Moredock hopes that today's South Carolinians will follow such examples and reject the notorious legacies of its past.
"I think every generation has a right to assess the public shrines and landmarks and determine which ones are still relevant and speak to the needs of their age. I would argue that the Tillman statue does not and that it should go. It is offensive to many South Carolinians -- perhaps a majority. But the very fact that it offends so many is reason to bring it down."
There are still many rows to hoe, though, and as Moredock once described in a 2012 column in Charleston City Paper:
"Unable to own their past, many white Southerners have fabricated a history of moonlight and magnolias, of happy slaves and kindly masters, of plantation belles and dashing cavaliers.
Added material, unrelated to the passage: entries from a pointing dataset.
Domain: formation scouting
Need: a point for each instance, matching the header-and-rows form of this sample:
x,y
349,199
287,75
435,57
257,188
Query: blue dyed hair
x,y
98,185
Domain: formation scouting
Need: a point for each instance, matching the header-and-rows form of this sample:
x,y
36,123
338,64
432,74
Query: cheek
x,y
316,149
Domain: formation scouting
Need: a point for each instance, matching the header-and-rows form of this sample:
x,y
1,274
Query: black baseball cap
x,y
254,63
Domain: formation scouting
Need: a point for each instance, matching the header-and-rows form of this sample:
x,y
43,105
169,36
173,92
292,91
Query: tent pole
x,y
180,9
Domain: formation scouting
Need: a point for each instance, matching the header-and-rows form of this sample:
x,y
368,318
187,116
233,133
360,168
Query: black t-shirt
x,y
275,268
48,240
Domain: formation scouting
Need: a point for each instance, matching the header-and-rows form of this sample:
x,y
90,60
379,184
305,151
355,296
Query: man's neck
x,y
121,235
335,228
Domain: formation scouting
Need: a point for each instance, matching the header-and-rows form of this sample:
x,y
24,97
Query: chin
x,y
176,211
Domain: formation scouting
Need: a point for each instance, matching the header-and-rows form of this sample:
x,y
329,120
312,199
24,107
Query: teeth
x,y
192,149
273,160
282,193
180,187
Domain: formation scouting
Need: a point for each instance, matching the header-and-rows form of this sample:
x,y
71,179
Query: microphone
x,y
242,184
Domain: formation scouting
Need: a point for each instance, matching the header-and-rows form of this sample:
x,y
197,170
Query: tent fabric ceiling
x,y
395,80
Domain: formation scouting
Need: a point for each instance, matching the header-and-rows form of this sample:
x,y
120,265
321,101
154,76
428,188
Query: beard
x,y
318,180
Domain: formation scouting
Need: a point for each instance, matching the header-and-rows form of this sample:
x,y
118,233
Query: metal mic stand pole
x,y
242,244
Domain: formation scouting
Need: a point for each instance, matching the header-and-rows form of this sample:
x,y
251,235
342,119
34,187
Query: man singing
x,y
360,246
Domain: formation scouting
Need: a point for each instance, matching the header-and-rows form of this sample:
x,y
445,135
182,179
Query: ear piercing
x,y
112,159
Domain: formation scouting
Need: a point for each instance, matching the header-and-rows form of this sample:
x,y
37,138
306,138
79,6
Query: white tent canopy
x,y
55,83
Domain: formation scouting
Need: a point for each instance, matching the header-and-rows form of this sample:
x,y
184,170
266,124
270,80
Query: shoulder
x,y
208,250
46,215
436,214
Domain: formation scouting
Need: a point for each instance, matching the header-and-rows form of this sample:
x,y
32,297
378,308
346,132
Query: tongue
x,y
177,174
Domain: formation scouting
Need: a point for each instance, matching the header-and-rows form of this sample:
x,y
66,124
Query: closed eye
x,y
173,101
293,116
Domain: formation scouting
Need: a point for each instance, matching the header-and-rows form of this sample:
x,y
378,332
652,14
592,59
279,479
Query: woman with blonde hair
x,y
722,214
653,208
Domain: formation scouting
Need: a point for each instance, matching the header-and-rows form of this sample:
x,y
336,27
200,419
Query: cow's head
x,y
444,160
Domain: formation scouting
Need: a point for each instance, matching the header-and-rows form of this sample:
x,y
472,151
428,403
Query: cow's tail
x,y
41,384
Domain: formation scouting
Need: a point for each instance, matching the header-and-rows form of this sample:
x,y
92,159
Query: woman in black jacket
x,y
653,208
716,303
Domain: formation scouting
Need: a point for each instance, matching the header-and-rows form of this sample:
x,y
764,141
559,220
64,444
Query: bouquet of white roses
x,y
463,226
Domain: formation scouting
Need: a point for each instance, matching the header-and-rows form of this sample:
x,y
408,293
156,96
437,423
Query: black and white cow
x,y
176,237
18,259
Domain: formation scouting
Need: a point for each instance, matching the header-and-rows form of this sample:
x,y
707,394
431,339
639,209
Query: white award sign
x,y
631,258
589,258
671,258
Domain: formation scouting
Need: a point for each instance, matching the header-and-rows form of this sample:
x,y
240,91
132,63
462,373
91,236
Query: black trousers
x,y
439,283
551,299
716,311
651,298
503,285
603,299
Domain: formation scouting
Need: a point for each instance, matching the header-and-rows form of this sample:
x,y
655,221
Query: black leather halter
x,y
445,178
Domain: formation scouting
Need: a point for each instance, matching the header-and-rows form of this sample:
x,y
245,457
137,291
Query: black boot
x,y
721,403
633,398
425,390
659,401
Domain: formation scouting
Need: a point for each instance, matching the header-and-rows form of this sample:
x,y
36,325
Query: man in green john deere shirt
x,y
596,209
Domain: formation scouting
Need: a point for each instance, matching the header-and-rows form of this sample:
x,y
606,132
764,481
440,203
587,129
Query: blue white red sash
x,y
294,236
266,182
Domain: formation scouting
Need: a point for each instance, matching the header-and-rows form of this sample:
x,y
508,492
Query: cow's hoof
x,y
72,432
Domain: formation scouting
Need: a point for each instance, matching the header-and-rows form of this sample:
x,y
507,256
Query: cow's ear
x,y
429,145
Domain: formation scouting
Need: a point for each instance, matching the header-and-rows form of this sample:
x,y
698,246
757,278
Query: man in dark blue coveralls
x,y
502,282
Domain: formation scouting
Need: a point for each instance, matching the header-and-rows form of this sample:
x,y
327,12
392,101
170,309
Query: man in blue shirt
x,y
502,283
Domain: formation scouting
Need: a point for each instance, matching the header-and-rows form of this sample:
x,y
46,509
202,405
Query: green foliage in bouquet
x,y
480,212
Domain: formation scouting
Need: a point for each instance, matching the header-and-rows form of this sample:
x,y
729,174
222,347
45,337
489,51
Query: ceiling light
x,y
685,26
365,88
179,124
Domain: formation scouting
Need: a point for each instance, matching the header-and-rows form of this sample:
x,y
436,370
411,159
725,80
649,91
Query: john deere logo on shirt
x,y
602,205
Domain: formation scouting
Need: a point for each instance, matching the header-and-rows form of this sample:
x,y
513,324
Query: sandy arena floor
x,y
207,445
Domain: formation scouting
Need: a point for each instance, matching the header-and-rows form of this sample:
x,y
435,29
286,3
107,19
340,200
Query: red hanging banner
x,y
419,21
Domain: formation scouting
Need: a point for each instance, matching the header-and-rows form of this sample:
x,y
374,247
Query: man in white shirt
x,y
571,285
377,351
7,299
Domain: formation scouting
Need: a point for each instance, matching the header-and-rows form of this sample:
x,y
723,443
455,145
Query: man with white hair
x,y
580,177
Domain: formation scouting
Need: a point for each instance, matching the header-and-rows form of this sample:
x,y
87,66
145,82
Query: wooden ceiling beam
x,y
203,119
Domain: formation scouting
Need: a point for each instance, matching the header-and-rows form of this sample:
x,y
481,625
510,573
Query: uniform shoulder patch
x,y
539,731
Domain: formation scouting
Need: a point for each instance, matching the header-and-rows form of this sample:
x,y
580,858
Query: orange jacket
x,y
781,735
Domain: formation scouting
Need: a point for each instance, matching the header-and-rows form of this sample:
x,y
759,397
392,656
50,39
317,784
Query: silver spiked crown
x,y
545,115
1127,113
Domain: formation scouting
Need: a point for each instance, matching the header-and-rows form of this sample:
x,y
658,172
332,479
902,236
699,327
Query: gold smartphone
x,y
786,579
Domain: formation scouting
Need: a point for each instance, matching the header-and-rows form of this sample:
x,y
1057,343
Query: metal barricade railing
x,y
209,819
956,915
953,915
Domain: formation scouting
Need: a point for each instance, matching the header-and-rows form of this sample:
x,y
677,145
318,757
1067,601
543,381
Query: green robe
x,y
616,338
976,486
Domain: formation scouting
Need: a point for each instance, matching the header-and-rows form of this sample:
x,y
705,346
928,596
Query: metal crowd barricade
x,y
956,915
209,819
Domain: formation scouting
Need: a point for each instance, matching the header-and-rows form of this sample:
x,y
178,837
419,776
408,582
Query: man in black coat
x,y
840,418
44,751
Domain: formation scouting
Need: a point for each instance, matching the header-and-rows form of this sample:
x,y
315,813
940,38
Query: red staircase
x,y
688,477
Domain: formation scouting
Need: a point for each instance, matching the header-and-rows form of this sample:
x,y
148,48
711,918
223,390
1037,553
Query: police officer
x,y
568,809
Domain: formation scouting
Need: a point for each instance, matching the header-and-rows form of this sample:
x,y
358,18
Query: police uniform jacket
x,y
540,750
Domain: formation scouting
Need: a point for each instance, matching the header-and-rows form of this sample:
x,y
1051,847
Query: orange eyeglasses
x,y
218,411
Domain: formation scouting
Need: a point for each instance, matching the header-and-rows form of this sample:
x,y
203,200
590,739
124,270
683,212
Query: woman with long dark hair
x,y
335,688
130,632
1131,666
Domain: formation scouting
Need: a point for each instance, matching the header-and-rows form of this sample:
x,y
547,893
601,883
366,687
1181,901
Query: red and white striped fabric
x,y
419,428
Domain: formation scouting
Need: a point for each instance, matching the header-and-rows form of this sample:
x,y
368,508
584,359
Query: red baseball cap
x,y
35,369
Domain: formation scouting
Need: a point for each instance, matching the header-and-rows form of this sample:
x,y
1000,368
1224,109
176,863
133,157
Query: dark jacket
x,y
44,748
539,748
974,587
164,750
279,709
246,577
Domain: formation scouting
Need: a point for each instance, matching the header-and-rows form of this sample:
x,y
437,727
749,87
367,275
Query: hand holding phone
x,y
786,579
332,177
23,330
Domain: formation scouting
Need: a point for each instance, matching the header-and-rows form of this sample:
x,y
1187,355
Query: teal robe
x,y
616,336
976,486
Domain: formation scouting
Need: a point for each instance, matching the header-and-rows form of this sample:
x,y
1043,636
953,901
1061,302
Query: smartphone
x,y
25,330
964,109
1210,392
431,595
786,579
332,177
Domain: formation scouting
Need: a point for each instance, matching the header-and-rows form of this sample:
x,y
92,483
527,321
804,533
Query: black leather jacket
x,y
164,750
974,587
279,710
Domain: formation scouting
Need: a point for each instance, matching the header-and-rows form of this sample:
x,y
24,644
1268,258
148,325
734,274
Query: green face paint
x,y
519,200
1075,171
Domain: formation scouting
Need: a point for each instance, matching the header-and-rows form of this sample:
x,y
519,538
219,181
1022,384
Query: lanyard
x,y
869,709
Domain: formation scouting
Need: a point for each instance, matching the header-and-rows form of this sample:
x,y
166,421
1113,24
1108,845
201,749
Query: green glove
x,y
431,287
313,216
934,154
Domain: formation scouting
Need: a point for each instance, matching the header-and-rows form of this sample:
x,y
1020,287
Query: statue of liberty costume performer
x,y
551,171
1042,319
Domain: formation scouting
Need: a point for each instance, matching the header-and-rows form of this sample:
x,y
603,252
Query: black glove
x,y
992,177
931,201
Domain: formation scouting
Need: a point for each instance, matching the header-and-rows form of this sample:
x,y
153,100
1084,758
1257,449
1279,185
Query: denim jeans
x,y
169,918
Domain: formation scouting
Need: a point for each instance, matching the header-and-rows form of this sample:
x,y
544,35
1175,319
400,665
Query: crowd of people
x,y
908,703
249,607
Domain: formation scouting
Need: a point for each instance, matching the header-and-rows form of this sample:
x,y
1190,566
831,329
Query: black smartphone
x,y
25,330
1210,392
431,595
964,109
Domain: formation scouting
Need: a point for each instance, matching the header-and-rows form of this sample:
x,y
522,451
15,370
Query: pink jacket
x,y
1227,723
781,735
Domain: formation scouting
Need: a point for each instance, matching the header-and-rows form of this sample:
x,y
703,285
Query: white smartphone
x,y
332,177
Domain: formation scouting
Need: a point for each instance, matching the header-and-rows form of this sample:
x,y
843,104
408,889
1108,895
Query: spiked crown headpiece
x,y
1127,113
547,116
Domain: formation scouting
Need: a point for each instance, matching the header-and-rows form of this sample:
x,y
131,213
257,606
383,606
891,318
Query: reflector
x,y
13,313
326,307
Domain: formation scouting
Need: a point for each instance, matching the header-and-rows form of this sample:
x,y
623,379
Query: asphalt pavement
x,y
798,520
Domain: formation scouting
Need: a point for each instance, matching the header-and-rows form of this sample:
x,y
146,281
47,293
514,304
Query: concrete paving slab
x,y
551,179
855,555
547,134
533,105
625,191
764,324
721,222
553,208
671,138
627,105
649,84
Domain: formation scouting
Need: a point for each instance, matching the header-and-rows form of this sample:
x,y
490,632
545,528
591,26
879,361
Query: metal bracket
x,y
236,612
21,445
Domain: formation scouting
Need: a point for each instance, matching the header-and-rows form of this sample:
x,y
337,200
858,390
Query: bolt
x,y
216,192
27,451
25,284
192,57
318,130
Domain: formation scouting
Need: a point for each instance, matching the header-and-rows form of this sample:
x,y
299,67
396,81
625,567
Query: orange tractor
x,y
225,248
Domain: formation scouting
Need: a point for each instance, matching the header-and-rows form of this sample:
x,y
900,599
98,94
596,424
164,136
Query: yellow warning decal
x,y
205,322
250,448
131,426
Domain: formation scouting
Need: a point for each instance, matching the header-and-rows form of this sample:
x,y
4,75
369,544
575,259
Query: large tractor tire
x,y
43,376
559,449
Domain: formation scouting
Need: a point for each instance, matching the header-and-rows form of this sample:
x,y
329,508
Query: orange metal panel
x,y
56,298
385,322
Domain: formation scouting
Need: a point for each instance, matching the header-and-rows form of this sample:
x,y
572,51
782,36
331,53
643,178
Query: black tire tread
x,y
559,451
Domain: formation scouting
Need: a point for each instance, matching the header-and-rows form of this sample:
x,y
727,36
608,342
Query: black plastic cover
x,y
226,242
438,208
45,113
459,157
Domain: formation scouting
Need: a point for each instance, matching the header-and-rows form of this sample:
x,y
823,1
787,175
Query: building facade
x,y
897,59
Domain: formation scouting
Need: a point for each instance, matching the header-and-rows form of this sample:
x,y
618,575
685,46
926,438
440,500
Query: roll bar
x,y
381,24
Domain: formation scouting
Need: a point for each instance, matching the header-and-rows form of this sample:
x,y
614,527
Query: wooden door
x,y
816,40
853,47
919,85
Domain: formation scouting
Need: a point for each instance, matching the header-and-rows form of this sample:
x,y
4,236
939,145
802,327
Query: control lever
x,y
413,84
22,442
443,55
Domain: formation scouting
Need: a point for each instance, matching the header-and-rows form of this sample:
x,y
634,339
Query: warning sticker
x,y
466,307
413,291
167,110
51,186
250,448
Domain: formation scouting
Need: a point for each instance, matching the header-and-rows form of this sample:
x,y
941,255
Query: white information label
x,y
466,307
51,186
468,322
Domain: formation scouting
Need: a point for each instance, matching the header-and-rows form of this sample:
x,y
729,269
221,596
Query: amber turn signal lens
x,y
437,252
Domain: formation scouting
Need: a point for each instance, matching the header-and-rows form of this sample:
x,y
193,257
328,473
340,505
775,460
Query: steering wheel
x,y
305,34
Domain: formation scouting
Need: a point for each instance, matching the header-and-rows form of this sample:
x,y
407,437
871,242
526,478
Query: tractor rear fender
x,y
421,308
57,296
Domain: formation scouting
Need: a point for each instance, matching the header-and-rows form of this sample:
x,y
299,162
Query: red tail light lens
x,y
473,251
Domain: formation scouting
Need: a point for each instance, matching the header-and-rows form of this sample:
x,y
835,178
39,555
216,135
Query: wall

The South is a land of towering myths, of tall tales that would be amusing, were they not so deadly. For too many white people, these fantasies are the source of their pride and their identity. They have killed and maimed and terrorized to preserve their myths and their myth makers. Lacking facts and moral authority, they are reduced to rage and violence.
"It will not end until black and white can come together and share the same history. There is no political or intellectual solution to this ancient tragedy. Ultimately, it is a spiritual crisis that requires a spiritual reconciliation. Only the passing of time and the softening of hearts can accomplish this."